Using this technique, the good news in a reading when the 10 of Wands or 10 of Swords comes up is not so much that the querent is at the end of a cycle, but that although the querent may be in an uncomfortable place, we have a set of instructions for how to start from this place and take realistic, practical steps towards the ultimate goal of the suit. As we work down through the Wands, finding the stability of the four, stepping through what I consider to be the open door of the three, finding the sovereignty of  the two, and coming to rest at the generative spark of the Ace, we can now naturally find a receptive container for that spark in the Ace of Cups, and having learned dominion of ourselves, can begin working successfully in collaboration with another, and so on through the emotional and relationship-oriented suit of Cups.

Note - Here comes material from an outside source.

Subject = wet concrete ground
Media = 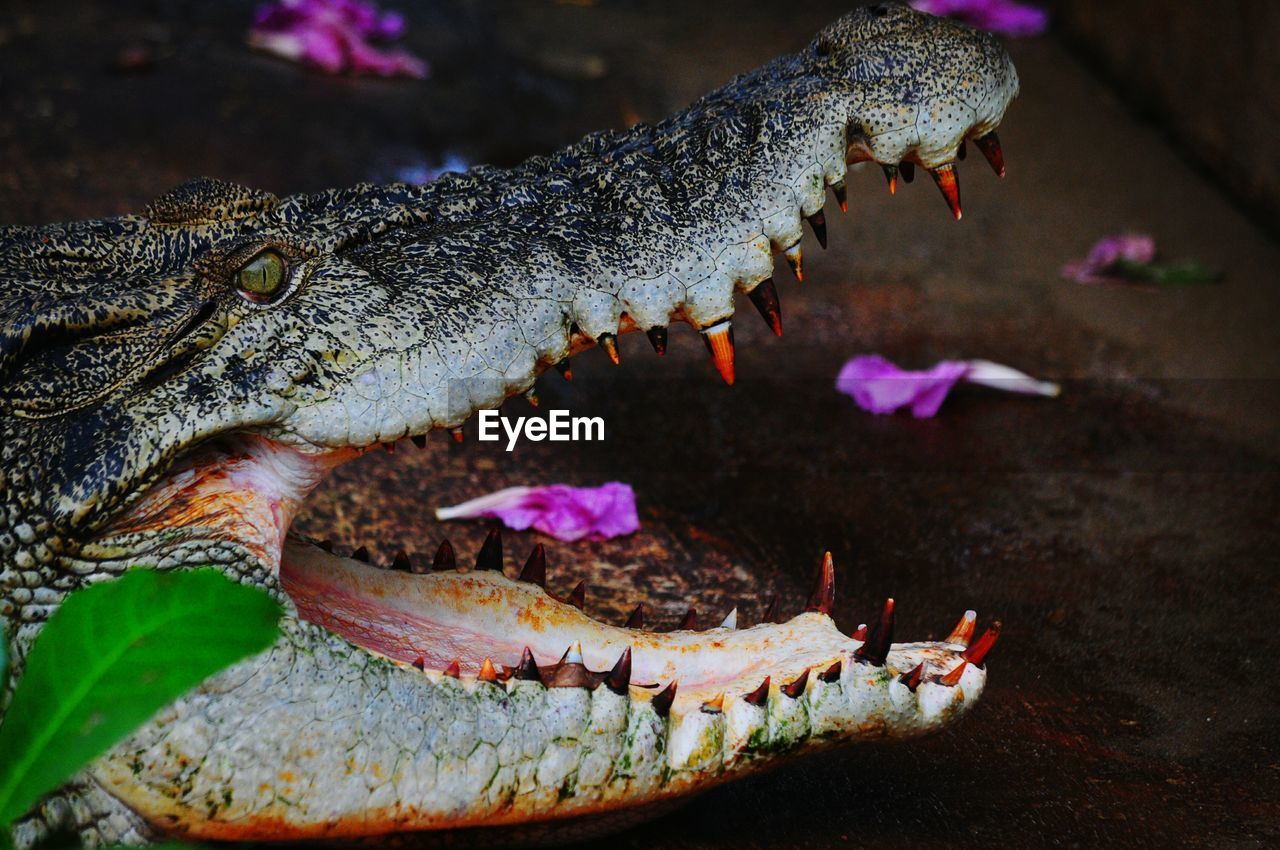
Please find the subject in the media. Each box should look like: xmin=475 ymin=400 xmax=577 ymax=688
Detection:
xmin=0 ymin=1 xmax=1280 ymax=847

The suits of Wands and Swords, both active, masculine suits, have a sense of movement to them. The 10 of Cups and 10 of Pentacles, the receptive, feminine suits, are comfortable places to rest; they do not call us to take action the way the Wands and Swords do. However, if one were to stay too long in the success of the 10 of Cups; if perhaps it were reversed and one started feeling indulgent with it, then certainly it’s possible that the depression of the 10 of Swords would result, moving us into our next suit, which we would then work through in reverse order.

The Ace of Swords and Ace of Pentacles match nicely too, whether you view them as sword and shield, or if you see in that pairing the flaming sword that turns before the gate to the Garden of Eden shown in the Ace of Pentacles. In many ways, it makes a great deal of story-telling sense to count down the suits of Wands, up the suit of Cups, down the suit of Swords, then up the suit of Pentacles, moving backwards and forwards through the pips.

Six of Cups

August 25th, 2009

Two different questions.  Two different decks. Two single card draws. Six of Cups both times.

My first memory of the Six of Cups is from my Barbara Walker deck–first deck I ever got, back in 1991. That card, Childhood, showed an imposing and ominous nun dominating a group of small children. Powerful card. Not personally how I see it though. But I like the reminiscence of the title Childhood. The traditional composition shows a gentle innocence. The friendship of this card is distinguished from the more romantic Two of Cups, the more lighthearted and playful Three of Cups. There is a deep, memory-full offering of self in the image Pamela Colman Smith drew.

The esoteric title of the card is Pleasure and its astrological attribution is Sun in Scorpio. Odd that earlier today I randomly drew an online card, receiving the Three of Wands–my birthcard, Sun in Aries. A story develops. Two characters. A simple sharing.

I have four friends with Sun in Scorpio.  One of whom I’m quite close to. Two of whom support me passionately and with an embarrassing generosity of praise. Three of whom I feel an electric connection to. All of whom I want to get to know better.

Two children on a balcony. One leans over the edge, peering down to the city street below. One looks up wondrously and tugs the jacket of her friend. Each has a story to share.